House and Senate leaders from both parties joined Gov. Paul LePage on Wednesday as he rolled out his legislative agenda on domestic violence, a problem he has vowed to tackle during his administration.

LePage announced two bills and an executive order designed to make it more difficult for abusers to reoffend.

“It’s because of my past that I’m particularly passionate about this,” the governor said Wednesday, referring to his own experience with domestic violence as a boy growing up in Lewiston.

The first bill, which will be sponsored by House Minority Leader Emily Cain of Orono, would amend the state’s bail code so that a judge, not a bail commissioner, sets bail in certain domestic violence cases. It also gives judges more power to deny bail.

“As many of you know, the governor and I don’t always agree on everything, but we do stand united on our zero tolerance policy for domestic violence,” Cain said. “The scourge of domestic violence is far too common in our state. Only a few days ago, a woman from Bath was nearly stabbed to death by her live-in boyfriend. Her only saving grace was that his knife blade broke before he could issue a final blow.”

The second bill, sponsored by Rep. Kenneth Fredette, R-Newport, would prohibit judges from waiving a $25 fee for convicted abusers. That money is used to help victims get back on their feet, but many judges have waived the fee for indigent cases.

Those bills will go to the Legislature’s Criminal Justice and Public Safety Committee for public hearings and debate.

The executive order signed by LePage on Wednesday would create a task force to study the viability of using technology such as electronic monitoring to better track abusers and keep victims safe. That task force would report back by the end of 2012.

LePage said the proposals announced on Wednesday would create additional deterrents for abusers but would not solve the problem.

He said all Mainers, and men in particular, need to do their part to make domestic violence socially unacceptable.

Cain agreed.

“The bills today are a starting point for the work that lies ahead.
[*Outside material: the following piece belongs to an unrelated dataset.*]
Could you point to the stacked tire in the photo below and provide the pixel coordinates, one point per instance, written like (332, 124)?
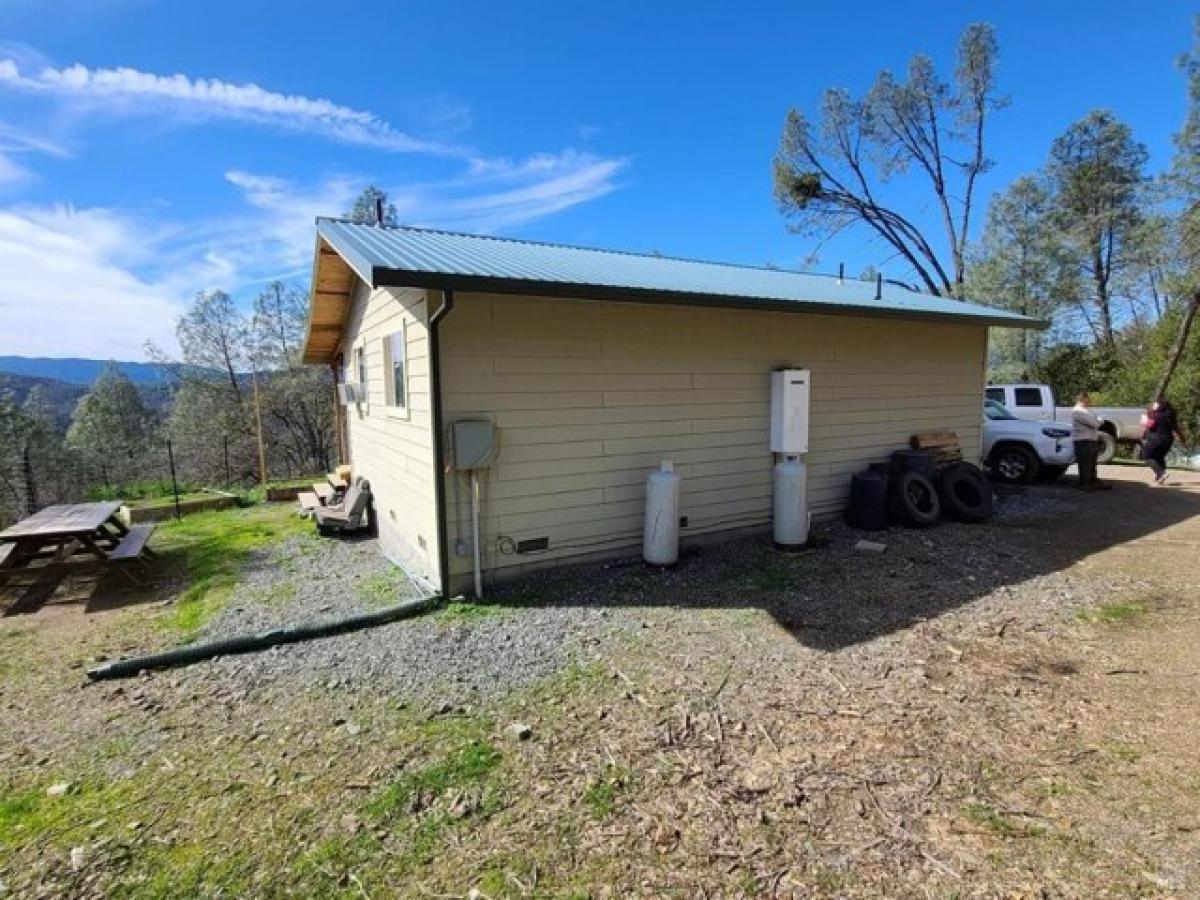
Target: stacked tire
(965, 492)
(909, 490)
It is simply not enough to increase punishment for this kind of crime after it happens,” she said. “We must also work together on comprehensive domestic violence prevention resources and treatment for battered women and their families.”

Although the governor has backed legislation to address the criminal component of domestic violence, his budget proposal for the Department of Health and Human Services sought to cut from many programs that provide resources to domestic violence victims.
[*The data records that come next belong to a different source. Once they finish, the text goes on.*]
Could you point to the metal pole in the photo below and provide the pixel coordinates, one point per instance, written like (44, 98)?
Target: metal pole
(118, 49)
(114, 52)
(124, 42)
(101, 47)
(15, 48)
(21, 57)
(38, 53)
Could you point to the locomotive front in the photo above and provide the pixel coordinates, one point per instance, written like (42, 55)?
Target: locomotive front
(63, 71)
Asked about that on Wednesday, LePage said he didn’t propose any cuts to DHHS because he wanted to, only because the state is set to run out of money if those cuts are not made.

Rep. Anne Haskell of Portland, the lead Democrat on the Criminal Justice and Public Safety Committee, argued that the governor can propose cuts to any program. The fact that he has urged cuts to prevention and support programs for domestic violence victims reflects a difference in priority, she said.